Eclector icon indicating copy to clipboard operation
Eclector copied to clipboard

Handle reading of floating point numbers better

Open scymtym opened this issue 5 years ago • 13 comments

There are at least two things to improve here:

  • Allow the client to make the floating point number itself by calling a new generic function with the individual pieces (desired type, sign, exponent, …).

  • Provide a default implementation that uses a more efficient and/or more numerically stable algorithm.

    Potentially relevant: https://dl.acm.org/doi/pdf/10.1145/93548.93557

scymtym avatar May 15 '20 13:05 scymtym

Aubrey Jaffer wrote a brief article on this: https://arxiv.org/abs/1310.8121v1

The code in "Reading" is in Scheme, but should be easily adaptable. It's only a few more lines than what Eclector has now. The round-quotient function described is probably doable as cl:round plus some extra adaptation.

If I understand correctly, this algorithm is less efficient than Clinger's, as it uses more and bigger intermediate bignums. But it might be an improvement over the current procedure.

Bike avatar May 15 '20 13:05 Bike

Thank you.

scymtym avatar May 16 '20 12:05 scymtym

upon further examination, no adaptation of round is actually needed. So you can pretty much use the code directly, substituting round for round-quotient, and float for exact->inexact and such. Plus you can use ash directly. Overall, it's

(defconstant +double-mantissa-digits+ 53)

(defun mantexp->dbl (mantissa exponent &key (base 10))
  (declare (type integer mantissa exponent))
  (if (minusp exponent)
      (let* ((scale (expt base (- exponent)))
             (bex (- (integer-length mantissa)
                     (integer-length scale)
                     +double-mantissa-digits+))
             (numerator (ash mantissa (- bex)))
             (quotient (round numerator scale)))
        (when (> (integer-length quotient) +double-mantissa-digits+)
          ;; too many bits of quotient
          (setf bex (1+ bex)
                quotient (round numerator (* scale 2))))
        (scale-float (float quotient 1d0) bex))
      (float (* mantissa (expt base exponent)) 1d0)))

Based on a quick test where I generate a million random pairs of mantissa and exponent, this results in exactly the same numbers that SBCL reads, so I think it works?

Bike avatar Mar 05 '21 21:03 Bike

Looking into the Jaffer article. Quite the version history there. Conversion from HTML to PDF, then rewrite in Java.
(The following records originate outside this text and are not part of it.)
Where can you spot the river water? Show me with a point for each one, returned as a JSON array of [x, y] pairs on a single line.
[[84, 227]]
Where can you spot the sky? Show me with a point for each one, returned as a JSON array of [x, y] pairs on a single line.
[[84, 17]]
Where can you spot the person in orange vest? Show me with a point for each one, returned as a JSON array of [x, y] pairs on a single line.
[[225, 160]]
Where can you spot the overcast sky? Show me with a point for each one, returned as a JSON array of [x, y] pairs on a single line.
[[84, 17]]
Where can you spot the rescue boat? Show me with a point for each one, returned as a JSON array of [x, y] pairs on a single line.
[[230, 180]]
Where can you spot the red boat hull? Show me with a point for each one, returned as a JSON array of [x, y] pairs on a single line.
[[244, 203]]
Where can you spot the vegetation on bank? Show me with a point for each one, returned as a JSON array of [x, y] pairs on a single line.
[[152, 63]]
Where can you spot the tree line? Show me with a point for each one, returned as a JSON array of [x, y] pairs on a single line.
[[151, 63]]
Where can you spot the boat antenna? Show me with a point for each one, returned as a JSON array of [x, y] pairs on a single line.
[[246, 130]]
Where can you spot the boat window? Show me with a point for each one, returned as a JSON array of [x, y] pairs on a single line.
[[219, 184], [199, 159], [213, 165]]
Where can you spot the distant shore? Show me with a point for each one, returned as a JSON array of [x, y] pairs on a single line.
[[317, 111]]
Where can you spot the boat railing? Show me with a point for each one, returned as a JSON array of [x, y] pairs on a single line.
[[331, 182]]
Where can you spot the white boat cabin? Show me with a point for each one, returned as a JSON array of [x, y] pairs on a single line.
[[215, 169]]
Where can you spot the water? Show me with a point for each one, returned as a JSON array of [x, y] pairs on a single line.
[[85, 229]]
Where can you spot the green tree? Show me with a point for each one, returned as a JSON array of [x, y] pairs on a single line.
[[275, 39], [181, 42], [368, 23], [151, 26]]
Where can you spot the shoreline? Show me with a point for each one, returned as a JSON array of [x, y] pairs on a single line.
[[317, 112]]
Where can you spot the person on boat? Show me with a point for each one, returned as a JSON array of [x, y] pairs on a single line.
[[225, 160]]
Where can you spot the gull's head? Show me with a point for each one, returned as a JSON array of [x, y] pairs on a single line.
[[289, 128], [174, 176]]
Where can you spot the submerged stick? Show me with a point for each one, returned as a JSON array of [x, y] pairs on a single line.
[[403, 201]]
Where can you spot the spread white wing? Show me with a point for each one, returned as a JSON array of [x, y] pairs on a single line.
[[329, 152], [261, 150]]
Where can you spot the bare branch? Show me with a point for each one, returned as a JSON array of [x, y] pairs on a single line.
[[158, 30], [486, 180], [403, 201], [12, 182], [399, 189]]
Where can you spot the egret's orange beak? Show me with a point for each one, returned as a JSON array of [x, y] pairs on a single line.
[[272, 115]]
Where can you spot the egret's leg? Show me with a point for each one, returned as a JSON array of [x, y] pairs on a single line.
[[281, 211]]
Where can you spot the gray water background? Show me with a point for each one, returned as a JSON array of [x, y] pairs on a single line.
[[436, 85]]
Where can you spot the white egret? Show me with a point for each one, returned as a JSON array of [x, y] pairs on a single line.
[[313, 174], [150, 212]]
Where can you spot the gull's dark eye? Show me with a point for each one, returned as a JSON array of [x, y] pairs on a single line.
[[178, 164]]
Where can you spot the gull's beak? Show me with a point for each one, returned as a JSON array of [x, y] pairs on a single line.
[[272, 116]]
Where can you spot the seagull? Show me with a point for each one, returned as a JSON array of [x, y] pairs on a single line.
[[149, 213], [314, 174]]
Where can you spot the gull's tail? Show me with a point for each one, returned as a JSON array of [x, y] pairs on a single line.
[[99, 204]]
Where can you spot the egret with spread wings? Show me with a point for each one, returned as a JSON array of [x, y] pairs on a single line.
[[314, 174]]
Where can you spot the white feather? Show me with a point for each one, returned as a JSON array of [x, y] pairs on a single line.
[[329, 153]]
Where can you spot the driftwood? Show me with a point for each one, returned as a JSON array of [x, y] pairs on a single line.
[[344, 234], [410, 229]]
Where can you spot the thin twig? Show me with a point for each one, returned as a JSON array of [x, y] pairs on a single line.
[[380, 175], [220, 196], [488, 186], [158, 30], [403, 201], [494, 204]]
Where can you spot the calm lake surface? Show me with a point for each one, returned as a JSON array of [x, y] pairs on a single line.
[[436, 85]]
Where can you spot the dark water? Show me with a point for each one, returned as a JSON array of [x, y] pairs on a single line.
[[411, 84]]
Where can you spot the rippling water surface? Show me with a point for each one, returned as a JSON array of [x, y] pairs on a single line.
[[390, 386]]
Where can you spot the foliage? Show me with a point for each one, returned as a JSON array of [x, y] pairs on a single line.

scymtym avatar Mar 07 '21 15:03 scymtym

With extensions for

  • both float types
  • negative zeros
  • "exploded" mantissa representation provided by the token lexer That is, -12.34 is represented as sign = -1 mantissa = 1234 decimal-exponent = 2

I ended up with the following:

;;; Based on "v1" version of Aubrey Jaffer (2018): Easy Accurate
;;; Reading and Writing of Floating-Point Numbers. Initial conversion
;;; to Common Lisp by Alex Wood.
(defun mantissa-and-exponent-to-float
    (sign mantissa decimal-exponent exponent-sign exponent float-type)
  (declare (type (member -1 1) sign)
           (type integer mantissa)
           (type (integer 0) decimal-exponent)
           (type (or null integer) exponent)
           (type (member -1 1) exponent-sign)
           (type (member single-float double-float float-type)))
  (macrolet
      ((convert (type)
         (let* ((prototype (ecase type
                             (single-float 0f0)
                             (double-float 0d0)))
                (precision (float-precision (ecase type
                                              (single-float 1f0)
                                              (double-float 1d0)))))
           `(labels ((negative-exponent (mantissa exponent)
                       (let* ((scale (expt 10 exponent))
                              (bex (- (integer-length mantissa)
                                      (integer-length scale)
                                      ,precision))
                              (numerator (ash mantissa (- bex)))
                              (quotient (round numerator scale)))
                         (when (> (integer-length quotient) ,precision)
                           (setf bex (1+ bex)
                                 quotient (round numerator (* scale 2))))
                         (scale-float (float quotient ,prototype) bex)))
                     (positive-exponent (mantissa exponent)
                       (float (* mantissa (expt 10 exponent)) ,prototype))
                     (uncertain-exponent (mantissa exponent)
                       (if (minusp exponent)
                           (negative-exponent mantissa (- exponent))
                           (positive-exponent mantissa exponent))))
              (cond ((eql mantissa 0) ; (negative) zero
                     (if (eql sign -1)
                         ,(- prototype)
                         ,prototype))
                    ((and (null exponent) (zerop decimal-exponent))
                     (break "cannot happen"))
                    ((null exponent)
                     (negative-exponent (* sign mantissa) decimal-exponent))
                    ((zerop decimal-exponent)
                     (if (eql exponent-sign 1)
                         (positive-exponent (* sign mantissa) exponent)
                         (negative-exponent (* sign mantissa) exponent)))
                    (t ; both, "decimal exponent" and "scientific exponent"
                     (uncertain-exponent
                      (* sign mantissa) (- (* exponent-sign exponent)
                                           decimal-exponent))))))))
    (ecase float-type
      (single-float (convert single-float))
      (double-float (convert double-float)))))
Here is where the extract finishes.